Last week I spent half of the pool session upside down. In
my infinite wisdom I decided to test out my new (eBay-new) 7mm wetsuit. A
standard summer wetsuit is 3mm, a winter one 5mm, a 7mm is made for scuba
diving...in the sea, not in a swimming pool. The thicker the wetsuit the more
buoyant you are. In other words, you float, but in this case in an up, up and
away style. It’s fine when you’ve got an air tank on your back and weights on
to keep you down, not so much when you have to do an exercise where you remove
your Buoyancy Control Device (BCD) and put it back on again underwater. Cue
head down, flippers up (I know, flippers are for dolphins, scuba divers wear
‘fins’, but seriously – fins?), trying to put the jacket back on whilst
‘standing’ upside down. My classmate found out how hard it is to laugh underwater
with a regulator in your mouth whilst trying desperately not to choke that day.
A pre-requisite of the course is that you must be able to
swim 200 metres non-stop and float for 10 minutes on your back at the surface.

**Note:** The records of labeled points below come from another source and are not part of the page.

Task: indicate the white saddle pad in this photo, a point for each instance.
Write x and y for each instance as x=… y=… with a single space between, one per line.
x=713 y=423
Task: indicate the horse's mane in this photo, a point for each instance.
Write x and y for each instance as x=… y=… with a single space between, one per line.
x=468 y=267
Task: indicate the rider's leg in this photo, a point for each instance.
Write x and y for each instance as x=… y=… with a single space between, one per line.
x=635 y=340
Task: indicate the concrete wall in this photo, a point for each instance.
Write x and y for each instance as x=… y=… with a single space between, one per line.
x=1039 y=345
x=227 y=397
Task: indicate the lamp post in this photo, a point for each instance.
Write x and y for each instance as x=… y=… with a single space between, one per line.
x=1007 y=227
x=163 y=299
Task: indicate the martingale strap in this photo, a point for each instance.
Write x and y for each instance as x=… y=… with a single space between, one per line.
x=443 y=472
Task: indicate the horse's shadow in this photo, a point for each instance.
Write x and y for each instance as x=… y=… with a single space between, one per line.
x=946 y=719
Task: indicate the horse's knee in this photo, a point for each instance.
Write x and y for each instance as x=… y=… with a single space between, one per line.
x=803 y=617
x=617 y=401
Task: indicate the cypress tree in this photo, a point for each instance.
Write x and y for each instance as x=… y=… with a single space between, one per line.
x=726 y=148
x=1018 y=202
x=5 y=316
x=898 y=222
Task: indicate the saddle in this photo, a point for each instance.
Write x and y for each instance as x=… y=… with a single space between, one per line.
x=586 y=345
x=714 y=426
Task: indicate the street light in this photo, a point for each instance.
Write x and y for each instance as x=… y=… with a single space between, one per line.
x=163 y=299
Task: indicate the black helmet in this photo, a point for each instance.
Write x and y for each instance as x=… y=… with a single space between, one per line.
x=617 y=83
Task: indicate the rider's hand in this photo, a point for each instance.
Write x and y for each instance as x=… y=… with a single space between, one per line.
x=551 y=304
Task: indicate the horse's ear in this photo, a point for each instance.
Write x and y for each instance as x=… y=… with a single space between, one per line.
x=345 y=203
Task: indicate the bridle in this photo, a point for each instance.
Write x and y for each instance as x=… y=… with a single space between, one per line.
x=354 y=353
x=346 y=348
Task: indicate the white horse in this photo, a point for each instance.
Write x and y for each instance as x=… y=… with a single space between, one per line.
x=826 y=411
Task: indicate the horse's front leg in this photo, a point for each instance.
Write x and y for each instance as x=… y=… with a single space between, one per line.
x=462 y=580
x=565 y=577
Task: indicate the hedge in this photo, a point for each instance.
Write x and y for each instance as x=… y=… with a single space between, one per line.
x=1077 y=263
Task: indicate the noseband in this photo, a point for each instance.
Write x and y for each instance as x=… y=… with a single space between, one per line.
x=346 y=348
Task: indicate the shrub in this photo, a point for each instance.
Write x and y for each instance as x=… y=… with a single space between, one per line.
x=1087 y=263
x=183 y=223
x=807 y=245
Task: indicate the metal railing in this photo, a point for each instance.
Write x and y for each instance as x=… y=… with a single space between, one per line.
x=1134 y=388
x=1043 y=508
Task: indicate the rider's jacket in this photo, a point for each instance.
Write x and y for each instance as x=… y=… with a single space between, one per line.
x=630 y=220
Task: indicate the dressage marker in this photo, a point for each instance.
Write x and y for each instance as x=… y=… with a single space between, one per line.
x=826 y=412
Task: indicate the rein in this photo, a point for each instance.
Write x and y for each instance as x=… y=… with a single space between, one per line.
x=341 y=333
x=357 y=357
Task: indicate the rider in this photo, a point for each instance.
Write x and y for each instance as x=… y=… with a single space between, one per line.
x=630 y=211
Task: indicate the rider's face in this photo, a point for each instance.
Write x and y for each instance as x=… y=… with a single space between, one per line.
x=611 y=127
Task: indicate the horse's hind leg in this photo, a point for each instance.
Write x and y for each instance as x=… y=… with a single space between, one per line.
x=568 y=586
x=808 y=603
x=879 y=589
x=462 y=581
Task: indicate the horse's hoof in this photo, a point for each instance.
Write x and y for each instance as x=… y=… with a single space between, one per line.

The 200 metres was by no means easy, even in a wetsuit, but the floating was a
different story altogether. This is where a thick wetsuit helps considerably –
you just lay back and think of...anyway, not that I knew it but 10 minutes
passed, I’m relaxed, I have my eyes closed, my ears are underwater, I’m being
tapped on the arm. I look up to four instructors lining the side of the pool
cheering my return to reality. It really is difficult to hear anything with
your ears underwater!
Misinterpretation is a good one for humour. The instructor
asked what I would do if I had a problem with my ear underwater. Only I thought
he’d said a problem with your ‘rear’. I spent the next few minutes chuckling
away to myself and had to ask for the question to be repeated before I could
attempt a remotely intelligible answer.
Everyone loves a bit of innuendo too. In my case it’s often
purely accidental. I had a problem with my regulator, so had to switch my
equipment for the instructor’s so it’d be easier for me to breath. ‘Get your
kit off’, he tells me, followed by an ‘in the nicest possible sense’. We traded
equipment and I couldn’t find the submersible pressure gauge which shows you
how much air you have left. The instructor handed it to me and, realising it’s
a lot smaller than the standard training ones, my response? - ‘You’ve got a
tiny one.’ I can’t say I twigged until I got a confused ‘excuse me?’ in return!
Foot in mouth, that’s me.
Oh, back on the 7mm wetsuit. They really are difficult to
put on. A friend advised (and I use the term advised in the loosest possible
sense) me that by putting plastic bags on my feet the wetsuit would slip on
easier. I think it helped slightly, but he didn’t tell me it’d be difficult to
remove the bags once you’d got it on. Some tugging later and I managed to pull
them out. Taking the wetsuit off at the end of the session was a lot easier.
One foot, two feet, carrier bag handle...yes, I had gone through the session
with the leftovers of the bag in my wetsuit.